Posted on : 24-10-2009 | By : Brian | In : 4th Edition, D&D, House Rules, Indie Games, Links, Spirit of the Century


I’ve been reading Spirit of the Century recently in preparation for a freelance project that I’m about to start working on, and it’s giving me ideas. Specifically, I’ve been coming up with ways to incorporate some of the ideas and mechanics in Spirit into my regular D&D game. I’ll try to explain this in such a way that people who aren’t familiar with Spirit can still understand what I’m talking about.

Aspects: This is the big one, the obvious one. In Spirit, each character starts with ten aspects; these are words or short phrases that collectively give an overall impression of who the character is. They may be physical characteristics, personality traits, notable quotes, goals, important NPCs, or other, similar things. In addition, players get fate points that they can use to invoke their aspects.
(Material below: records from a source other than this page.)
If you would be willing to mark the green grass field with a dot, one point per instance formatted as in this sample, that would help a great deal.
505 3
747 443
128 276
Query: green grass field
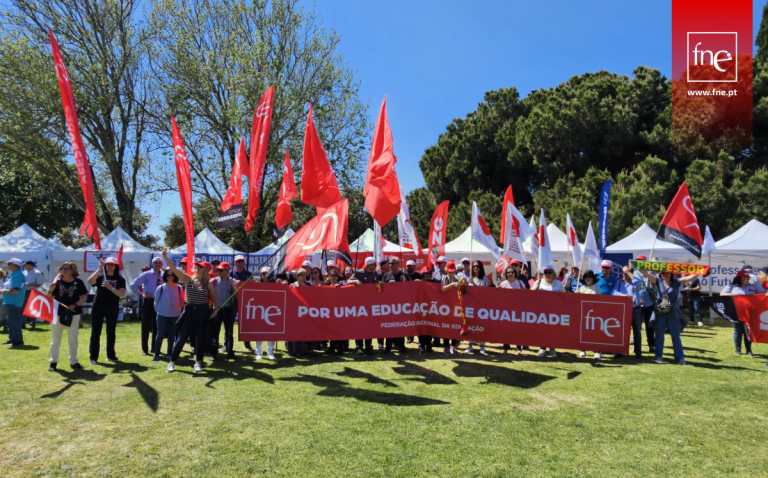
329 416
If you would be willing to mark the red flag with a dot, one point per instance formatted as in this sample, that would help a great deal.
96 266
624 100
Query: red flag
231 213
40 306
185 193
90 225
318 182
382 189
284 214
753 311
437 231
325 232
262 120
680 225
507 197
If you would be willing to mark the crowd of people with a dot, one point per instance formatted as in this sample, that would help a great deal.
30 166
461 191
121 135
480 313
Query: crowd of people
190 308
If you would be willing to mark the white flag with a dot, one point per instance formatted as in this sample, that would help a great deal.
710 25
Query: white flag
406 233
545 251
573 240
481 233
591 251
709 243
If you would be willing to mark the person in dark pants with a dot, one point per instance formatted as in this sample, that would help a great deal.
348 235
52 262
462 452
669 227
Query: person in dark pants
110 287
149 282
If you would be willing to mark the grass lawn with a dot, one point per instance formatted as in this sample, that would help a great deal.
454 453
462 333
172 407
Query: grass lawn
329 416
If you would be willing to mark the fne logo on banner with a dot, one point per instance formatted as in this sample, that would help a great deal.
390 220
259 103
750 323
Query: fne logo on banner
264 311
601 323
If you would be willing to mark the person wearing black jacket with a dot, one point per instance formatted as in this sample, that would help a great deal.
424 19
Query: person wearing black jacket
395 274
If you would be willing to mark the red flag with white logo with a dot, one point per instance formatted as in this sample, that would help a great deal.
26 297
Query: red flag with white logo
382 188
90 225
437 232
41 306
680 225
325 232
284 213
262 120
231 211
185 193
318 181
481 233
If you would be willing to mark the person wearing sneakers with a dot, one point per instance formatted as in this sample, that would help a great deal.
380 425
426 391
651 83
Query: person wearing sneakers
13 301
71 293
196 313
547 281
450 282
110 287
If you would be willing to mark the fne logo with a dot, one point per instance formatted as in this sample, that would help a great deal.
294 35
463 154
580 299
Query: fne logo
263 312
602 323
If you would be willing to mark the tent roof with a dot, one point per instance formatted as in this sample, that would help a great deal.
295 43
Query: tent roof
642 240
750 240
26 239
207 243
113 240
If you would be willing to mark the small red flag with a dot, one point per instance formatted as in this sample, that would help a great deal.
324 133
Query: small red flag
382 188
318 181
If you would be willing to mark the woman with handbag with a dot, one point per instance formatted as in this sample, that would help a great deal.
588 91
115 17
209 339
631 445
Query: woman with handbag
71 293
668 313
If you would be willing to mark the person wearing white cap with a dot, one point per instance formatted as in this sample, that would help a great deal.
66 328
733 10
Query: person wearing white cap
547 281
110 287
149 281
366 275
13 300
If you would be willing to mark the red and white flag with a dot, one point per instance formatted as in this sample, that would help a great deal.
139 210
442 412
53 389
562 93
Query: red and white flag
382 188
573 240
318 181
262 120
90 225
284 213
41 306
185 193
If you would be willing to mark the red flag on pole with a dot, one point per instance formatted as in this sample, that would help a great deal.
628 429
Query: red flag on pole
325 232
231 212
185 193
318 181
90 225
508 197
437 232
382 188
284 214
262 120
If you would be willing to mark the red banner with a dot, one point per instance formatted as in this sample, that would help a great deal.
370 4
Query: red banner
543 319
90 225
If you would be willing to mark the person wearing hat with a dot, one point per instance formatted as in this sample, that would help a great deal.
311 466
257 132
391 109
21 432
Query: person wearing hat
110 288
741 285
34 280
366 275
547 281
13 301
Whenever a player makes a roll, he or she can spend a fate point and invoke a relevant aspect in order to get a bonus to the roll after the fact, or re-roll the roll altogether (though the second roll sticks, unless another aspect is invoked and another fate point is spent). You can also tag other peoples’ aspects, which is functionally the same as invoking an aspect except that you’re doing it to someone else’s aspect for your benefit. Finally, the GM can compel an aspect, offering the player a fate point in return for the player acting in accordance with the aspect in question; this typically restricts behavior in some way, and often complicates things for the players.
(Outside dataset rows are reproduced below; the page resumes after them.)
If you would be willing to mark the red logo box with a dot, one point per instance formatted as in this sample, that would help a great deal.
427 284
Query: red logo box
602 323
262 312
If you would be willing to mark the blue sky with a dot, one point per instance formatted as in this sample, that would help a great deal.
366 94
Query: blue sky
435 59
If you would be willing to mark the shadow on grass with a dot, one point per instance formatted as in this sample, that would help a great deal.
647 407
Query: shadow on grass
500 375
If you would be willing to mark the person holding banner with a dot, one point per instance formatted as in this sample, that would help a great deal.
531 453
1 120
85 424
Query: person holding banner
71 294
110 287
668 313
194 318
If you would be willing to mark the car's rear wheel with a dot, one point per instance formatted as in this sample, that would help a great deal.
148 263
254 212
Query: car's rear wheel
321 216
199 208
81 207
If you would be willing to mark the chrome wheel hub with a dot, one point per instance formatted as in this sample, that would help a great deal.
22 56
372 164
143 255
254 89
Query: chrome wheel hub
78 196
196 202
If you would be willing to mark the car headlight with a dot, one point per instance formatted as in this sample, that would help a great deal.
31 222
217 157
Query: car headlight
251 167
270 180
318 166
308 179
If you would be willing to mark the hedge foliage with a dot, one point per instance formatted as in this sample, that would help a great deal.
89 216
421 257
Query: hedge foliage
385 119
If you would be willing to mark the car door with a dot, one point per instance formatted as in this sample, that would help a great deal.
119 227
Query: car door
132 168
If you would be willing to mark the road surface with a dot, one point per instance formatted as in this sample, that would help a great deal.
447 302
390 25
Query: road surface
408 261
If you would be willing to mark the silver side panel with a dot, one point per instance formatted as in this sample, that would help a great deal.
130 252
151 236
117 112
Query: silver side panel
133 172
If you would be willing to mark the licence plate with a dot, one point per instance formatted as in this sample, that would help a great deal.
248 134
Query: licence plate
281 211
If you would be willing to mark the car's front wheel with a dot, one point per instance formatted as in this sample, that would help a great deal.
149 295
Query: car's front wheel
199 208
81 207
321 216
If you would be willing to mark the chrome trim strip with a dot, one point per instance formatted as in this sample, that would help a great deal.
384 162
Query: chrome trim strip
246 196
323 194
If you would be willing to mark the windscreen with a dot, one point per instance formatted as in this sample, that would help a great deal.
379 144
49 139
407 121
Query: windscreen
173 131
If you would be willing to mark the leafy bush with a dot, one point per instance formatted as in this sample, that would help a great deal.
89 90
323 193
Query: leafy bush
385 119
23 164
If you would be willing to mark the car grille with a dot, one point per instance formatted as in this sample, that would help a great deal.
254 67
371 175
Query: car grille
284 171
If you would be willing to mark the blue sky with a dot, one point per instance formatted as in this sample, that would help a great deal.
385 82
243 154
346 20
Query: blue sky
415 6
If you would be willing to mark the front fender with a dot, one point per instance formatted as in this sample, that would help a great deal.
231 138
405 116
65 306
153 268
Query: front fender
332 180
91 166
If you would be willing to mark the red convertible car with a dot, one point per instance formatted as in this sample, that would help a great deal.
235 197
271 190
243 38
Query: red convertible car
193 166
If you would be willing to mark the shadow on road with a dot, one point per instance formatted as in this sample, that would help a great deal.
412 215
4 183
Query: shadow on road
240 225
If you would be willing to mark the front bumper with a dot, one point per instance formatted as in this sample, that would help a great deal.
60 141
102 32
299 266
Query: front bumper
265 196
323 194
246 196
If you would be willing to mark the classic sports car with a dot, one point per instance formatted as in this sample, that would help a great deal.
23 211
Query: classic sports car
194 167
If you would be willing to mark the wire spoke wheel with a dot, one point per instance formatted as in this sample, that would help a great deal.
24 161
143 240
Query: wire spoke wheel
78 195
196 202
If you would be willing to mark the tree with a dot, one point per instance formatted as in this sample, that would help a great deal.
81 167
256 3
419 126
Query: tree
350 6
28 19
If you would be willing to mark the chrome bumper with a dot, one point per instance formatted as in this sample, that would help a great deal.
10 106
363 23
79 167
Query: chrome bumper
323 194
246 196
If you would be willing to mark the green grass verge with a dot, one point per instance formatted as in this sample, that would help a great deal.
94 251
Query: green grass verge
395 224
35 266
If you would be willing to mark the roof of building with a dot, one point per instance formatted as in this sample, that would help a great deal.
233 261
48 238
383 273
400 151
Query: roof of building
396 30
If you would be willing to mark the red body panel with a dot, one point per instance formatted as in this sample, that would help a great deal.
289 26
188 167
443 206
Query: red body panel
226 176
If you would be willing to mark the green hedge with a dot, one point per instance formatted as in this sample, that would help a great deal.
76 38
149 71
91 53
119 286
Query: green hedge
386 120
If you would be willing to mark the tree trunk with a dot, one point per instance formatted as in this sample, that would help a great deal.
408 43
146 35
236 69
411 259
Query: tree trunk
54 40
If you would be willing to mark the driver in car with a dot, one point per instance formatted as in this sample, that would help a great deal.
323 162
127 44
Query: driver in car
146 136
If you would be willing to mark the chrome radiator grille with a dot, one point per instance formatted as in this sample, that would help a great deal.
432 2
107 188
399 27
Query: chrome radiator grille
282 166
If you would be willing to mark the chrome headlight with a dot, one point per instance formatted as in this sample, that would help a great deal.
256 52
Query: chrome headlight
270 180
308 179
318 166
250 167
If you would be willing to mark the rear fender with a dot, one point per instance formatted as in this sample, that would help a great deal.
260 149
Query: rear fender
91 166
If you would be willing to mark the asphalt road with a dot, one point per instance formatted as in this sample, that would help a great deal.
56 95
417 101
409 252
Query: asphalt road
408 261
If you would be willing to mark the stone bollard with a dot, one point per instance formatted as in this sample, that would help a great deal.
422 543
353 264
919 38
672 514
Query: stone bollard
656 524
In D&D: I plan on starting each PC with one aspect from the outset, as well as two aspects that they can choose at a later time, whenever it seems dramatically appropriate. When a player invokes or tags an aspect, it can grant one of three effects. First, it can allow the player to reroll the d20 roll, taking the second result. Second, it can grant a +5 bonus to the roll, after the roll is made but before success or failure is determined. Third, and this is really a very D&D combat-specific use of an aspect, if an d20 roll comes up 18 or higher on the die, an aspect can be invoked to treat it as a natural 20. Compels work in much the same way as described above; there’s really no need to convert.
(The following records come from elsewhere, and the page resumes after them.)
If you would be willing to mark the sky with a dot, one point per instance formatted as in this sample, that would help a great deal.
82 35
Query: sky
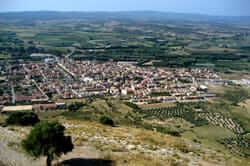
210 7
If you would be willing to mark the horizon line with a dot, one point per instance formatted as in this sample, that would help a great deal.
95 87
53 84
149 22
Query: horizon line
107 11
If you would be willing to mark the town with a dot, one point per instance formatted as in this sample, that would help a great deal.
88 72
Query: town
63 78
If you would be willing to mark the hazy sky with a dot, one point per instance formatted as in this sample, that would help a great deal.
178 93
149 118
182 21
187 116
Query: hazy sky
212 7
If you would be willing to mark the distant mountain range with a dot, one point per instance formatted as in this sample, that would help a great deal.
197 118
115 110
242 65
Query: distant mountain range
130 15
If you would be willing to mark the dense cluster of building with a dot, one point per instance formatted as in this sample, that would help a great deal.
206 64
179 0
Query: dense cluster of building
64 78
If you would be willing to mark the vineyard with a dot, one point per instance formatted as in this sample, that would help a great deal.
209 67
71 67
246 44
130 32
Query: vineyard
194 113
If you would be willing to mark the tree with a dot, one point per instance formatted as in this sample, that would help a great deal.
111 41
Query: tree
237 96
22 118
47 139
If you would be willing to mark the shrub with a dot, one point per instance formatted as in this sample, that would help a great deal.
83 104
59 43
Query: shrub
22 118
106 121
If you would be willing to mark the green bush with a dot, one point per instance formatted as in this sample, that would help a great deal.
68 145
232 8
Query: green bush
106 121
22 118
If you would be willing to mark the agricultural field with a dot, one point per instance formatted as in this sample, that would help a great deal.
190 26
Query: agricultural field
168 43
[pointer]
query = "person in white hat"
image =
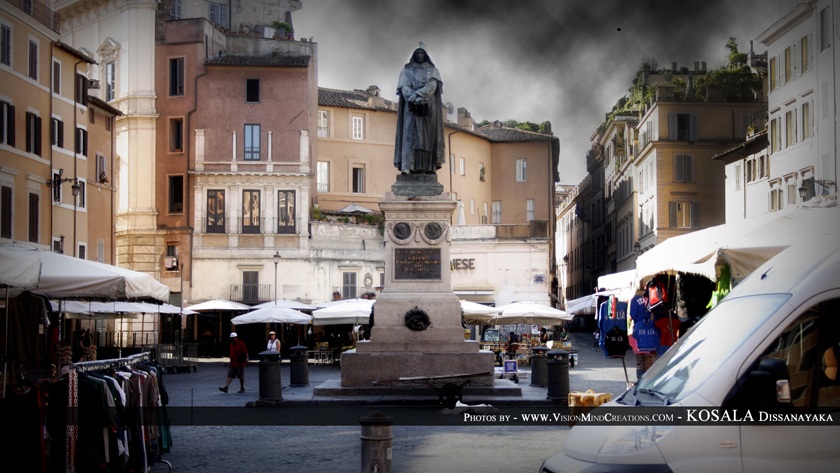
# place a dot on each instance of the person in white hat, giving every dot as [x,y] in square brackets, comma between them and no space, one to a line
[238,361]
[273,343]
Declarations: Spirit has a number of skills that can be used for gaining information, such as Academics, Mysteries, Art, or even Burglary. Gaining information is one thing, but players can actually make skill rolls in order to declare facts about a situation. For example, let’s say the players walk into an ancient temple full of traps. A player could say, “According to my extensive knowledge of the history of this temple, I know for a fact that there are numerous secret passages that we can use to our advantage.” The GM then calls for a roll, maybe Academics, and if it’s high enough, the statement is true. In Spirit, this usually means placing an aspect on the scene, one that can be tagged later for the players’ benefit.
In D&D: The knowledge skills (Arcana, Dungeoneering, History, Nature, and Religion) can all be used to make declarations as above. I’d also allow skills like Insight, Perception, or Streetwise to be used to make declarations given sufficient justification or under the right circumstances. Declaration can cause a narrative effect, can place an aspect on the scene or on a person that can be tagged, just like in Spirit, or might create a terrain feature or power that can be used during an encounter. Now, to limit how often this happens, I’d probably cap declaration usage at once per scene per player, a scene being roughly equivalent to an encounter.